Hast du in der Frühlingslaube gesessen, wenn der Mondstrahl über dem Garten lag und der Wein um dich blühte? Balsamisch duften tausend Blumen, was sind sie gegen die Weinblüthe! Und bist du zu solcher Zeit hinab gestiegen in nächtliche Tiefe, wo uralte Frühlinge wach werden und sich erzählen von ihrem Blühen und ihrer Liebe? Hast du das Brausen der Fässer vernommen, deren Spunde geöffnet werden mußten, damit nicht die eisernen Reifen sprängen? Jenes geheimnißreiche Summen? Verwehter Osterglockenton, dazwischen lieblich Frühlingsläuten? Wie die Lichter erlöschen vor betäubendem Dufte? Ja es muß eine selige Blüthenzeit sein, die der Weinblüthe, da nach langen Jahren noch ein Frühling sie dem andern zuruft. Denn die ältesten Fässer werden wach und beginnen ihren wunderbaren Choral. Drum ist auch der Wein es allein, der das älteste Herz wieder [726] jung macht und zurückführt in die Blumengärten des eignen Herzens.

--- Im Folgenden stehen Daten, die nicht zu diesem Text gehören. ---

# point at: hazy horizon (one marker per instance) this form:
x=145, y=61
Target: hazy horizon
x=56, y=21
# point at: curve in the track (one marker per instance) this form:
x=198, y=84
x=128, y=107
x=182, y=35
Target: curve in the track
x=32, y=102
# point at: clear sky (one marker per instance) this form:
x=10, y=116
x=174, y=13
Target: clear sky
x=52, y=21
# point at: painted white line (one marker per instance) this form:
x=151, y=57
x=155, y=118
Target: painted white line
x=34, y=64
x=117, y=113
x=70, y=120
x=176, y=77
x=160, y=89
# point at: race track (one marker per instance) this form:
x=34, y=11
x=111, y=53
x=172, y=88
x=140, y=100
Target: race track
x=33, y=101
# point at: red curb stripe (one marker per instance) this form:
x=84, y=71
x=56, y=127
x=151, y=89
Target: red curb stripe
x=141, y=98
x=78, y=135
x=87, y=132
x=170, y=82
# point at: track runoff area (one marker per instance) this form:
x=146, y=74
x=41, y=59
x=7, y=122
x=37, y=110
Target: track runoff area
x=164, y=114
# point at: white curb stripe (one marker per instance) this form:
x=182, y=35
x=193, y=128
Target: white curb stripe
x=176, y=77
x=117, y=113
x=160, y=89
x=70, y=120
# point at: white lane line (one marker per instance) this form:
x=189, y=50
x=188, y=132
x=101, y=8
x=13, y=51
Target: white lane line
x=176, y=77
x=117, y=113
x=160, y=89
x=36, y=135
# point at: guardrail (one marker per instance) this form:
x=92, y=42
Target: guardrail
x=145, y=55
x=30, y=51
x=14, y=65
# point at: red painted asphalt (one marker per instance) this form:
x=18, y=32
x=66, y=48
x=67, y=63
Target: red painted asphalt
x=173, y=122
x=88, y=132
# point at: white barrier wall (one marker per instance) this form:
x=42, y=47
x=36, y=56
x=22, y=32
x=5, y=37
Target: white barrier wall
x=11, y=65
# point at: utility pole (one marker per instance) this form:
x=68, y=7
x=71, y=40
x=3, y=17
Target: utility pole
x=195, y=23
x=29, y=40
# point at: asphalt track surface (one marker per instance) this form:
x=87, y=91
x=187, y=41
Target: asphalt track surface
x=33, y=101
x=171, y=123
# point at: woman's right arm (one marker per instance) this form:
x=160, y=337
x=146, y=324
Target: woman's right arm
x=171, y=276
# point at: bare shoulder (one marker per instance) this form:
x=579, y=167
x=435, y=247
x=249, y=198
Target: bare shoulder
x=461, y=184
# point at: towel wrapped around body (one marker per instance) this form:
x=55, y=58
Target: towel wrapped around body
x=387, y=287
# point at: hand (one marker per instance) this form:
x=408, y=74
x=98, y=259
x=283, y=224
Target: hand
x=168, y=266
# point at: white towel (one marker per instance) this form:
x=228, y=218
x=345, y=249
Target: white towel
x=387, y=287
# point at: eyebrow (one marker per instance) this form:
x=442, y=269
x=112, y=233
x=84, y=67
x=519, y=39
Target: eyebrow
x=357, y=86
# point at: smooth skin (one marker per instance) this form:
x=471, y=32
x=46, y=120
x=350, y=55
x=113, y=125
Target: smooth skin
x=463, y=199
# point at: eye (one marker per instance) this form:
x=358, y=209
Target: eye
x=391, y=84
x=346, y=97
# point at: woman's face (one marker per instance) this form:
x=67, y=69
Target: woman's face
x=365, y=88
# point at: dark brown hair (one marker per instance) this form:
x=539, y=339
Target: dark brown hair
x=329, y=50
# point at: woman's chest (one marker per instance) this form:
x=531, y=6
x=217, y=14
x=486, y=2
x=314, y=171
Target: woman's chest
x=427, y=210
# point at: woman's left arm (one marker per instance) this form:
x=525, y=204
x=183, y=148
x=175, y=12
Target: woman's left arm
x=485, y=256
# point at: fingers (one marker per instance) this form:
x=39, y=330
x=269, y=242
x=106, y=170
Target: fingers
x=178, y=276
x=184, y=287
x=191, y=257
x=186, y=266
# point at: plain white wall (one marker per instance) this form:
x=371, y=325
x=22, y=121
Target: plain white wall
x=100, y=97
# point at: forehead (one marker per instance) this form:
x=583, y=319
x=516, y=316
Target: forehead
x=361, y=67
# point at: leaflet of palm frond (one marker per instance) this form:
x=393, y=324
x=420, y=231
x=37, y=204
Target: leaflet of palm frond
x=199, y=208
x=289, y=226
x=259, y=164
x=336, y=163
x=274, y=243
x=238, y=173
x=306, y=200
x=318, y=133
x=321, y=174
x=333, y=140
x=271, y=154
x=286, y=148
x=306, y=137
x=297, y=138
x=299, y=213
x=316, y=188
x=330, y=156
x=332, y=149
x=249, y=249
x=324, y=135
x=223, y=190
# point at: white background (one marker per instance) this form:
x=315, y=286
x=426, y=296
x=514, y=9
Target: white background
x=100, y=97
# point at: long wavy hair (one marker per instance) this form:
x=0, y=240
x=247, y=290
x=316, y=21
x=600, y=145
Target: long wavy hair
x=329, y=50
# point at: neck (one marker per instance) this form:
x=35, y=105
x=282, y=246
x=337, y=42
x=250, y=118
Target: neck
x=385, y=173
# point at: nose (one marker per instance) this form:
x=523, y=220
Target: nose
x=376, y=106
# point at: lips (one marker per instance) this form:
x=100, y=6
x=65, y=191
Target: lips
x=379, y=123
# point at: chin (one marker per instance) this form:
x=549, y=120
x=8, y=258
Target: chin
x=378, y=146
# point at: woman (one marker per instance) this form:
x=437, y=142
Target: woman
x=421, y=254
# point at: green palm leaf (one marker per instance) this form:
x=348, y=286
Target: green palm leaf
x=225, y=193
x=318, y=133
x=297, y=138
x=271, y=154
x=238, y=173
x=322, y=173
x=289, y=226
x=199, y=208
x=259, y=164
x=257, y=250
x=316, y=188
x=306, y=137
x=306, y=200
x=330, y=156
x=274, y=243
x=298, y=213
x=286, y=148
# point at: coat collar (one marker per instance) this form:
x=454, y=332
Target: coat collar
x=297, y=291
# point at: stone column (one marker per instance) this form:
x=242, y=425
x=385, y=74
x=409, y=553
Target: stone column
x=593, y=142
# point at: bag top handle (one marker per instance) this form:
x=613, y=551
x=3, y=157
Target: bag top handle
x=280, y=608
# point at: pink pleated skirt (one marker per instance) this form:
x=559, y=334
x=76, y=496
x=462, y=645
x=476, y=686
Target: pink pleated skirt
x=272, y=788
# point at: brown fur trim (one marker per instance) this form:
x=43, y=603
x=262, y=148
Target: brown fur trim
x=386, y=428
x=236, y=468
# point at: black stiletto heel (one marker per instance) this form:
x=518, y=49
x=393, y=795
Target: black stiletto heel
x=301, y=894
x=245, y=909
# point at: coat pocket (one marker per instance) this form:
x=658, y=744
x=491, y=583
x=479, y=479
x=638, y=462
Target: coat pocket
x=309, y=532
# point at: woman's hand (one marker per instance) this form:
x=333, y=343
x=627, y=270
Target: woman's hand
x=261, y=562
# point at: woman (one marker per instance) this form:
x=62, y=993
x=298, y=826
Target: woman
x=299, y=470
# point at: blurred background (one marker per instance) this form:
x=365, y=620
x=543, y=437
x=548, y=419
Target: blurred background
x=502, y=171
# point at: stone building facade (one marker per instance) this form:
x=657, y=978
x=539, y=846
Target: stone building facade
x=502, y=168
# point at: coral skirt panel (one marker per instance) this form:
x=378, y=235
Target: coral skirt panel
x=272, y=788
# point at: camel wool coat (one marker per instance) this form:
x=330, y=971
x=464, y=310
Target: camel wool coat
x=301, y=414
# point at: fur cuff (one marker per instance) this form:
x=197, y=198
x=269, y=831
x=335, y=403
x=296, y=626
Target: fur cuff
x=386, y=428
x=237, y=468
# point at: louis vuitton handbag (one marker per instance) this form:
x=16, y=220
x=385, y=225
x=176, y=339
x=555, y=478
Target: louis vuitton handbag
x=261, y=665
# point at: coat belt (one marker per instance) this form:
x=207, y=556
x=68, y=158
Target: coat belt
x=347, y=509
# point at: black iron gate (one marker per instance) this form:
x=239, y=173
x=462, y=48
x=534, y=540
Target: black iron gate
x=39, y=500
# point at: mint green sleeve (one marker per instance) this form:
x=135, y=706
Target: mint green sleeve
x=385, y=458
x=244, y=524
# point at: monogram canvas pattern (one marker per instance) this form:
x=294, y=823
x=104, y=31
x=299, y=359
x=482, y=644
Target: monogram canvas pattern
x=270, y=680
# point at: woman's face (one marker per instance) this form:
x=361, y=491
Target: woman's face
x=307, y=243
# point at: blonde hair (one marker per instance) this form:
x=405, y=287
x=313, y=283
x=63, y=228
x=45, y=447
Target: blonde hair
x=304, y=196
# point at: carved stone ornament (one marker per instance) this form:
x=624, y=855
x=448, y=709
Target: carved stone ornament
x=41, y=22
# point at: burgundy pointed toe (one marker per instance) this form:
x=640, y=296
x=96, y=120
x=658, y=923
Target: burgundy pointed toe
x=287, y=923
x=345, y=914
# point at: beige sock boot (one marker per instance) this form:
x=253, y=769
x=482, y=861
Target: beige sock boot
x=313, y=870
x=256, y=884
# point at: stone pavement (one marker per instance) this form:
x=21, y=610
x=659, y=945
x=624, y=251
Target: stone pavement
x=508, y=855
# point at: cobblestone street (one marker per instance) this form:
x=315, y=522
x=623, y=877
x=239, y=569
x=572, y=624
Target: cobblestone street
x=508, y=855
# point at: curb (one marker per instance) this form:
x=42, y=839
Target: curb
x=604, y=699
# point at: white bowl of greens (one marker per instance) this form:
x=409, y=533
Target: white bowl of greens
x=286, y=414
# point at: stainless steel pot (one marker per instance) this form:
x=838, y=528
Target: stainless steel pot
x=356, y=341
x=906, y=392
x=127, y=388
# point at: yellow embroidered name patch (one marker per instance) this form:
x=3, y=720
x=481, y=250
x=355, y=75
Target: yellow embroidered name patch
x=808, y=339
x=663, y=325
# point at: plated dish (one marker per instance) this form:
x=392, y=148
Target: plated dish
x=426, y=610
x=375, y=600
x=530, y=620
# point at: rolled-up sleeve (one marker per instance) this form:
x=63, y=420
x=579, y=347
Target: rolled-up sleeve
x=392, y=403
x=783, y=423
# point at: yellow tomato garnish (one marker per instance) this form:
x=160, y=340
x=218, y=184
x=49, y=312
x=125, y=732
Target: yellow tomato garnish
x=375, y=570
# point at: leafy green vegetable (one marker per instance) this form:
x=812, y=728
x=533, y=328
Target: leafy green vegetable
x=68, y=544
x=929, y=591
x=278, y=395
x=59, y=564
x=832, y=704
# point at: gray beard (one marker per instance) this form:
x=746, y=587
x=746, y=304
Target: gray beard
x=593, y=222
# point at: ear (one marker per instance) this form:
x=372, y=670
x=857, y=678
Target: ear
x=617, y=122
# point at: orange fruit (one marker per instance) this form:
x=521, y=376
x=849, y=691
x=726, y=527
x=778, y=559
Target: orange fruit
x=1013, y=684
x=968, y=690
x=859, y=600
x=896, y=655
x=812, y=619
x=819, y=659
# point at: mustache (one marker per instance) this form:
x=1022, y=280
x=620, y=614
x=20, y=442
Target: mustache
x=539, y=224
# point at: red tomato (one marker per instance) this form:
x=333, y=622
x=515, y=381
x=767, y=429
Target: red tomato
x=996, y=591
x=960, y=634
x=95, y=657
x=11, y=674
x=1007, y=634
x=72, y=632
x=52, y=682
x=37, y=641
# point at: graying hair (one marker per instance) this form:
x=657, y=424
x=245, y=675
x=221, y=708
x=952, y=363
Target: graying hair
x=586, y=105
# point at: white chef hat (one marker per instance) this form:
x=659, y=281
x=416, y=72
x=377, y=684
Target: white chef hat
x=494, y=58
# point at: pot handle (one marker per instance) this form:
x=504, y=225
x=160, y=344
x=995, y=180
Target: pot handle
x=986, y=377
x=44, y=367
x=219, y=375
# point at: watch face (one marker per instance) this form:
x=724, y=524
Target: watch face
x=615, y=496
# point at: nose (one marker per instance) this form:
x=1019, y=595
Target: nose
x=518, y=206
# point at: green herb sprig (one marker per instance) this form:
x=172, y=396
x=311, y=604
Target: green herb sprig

Ist die Weinblüthe gesegnet vorüber, so setzen sich grüne Perlchen an, die von Woche zu Woche voller werden. Aber noch üppiger treibt der Stock in Blatt und Ranken. Da ist es Sache des fürsorgenden Winzers, dem üppigen Wachsthum weise Schranken zu setzen, damit nicht, die Hauptkraft des Wachsthums in das Laub gehe, sondern auch den Trauben zu gute komme. Da fällt manche schöne Rebe unter der brechenden Hand, selbst manche Traube aus Unachtsamkeit. Darum der Winzerspruch: „die ersten Früchte bekommt die Kuh.“ Sauber stehen nun die Stöcke mit Stroh geheftet, und von den Geländen hängt keine überflüssige Ranke mehr herab. Da, ein neuer Feind! Es sind die Gewitter. Fast keine Woche vergeht, daß es nicht schwarz und drohend herauf zieht, und je größer die Hitze, desto besorgter der Winzer. Ein einziger Schloßenschlag, und die ganze Jahreshoffnung und darüber hinaus ist vernichtet. Aber auch die Gewitter ziehen gnädig vorüber. Es blitzt und donnert, fruchtbarer Regen rauscht herab, aber der erquickt mehr, als daß er schadet. Da umlagert allmählich ein schwerer Panzer den Weinstock. Schon vermögen die dünner werdenden Blätter die Frucht nicht mehr zu verdecken. Manch Weinblatt ist vorn Winzer selbst geknickt worden, damit mehr Sonne zu den Trauben gelange. Endlich zieht auch das letzte Gewitter gnädig vorüber.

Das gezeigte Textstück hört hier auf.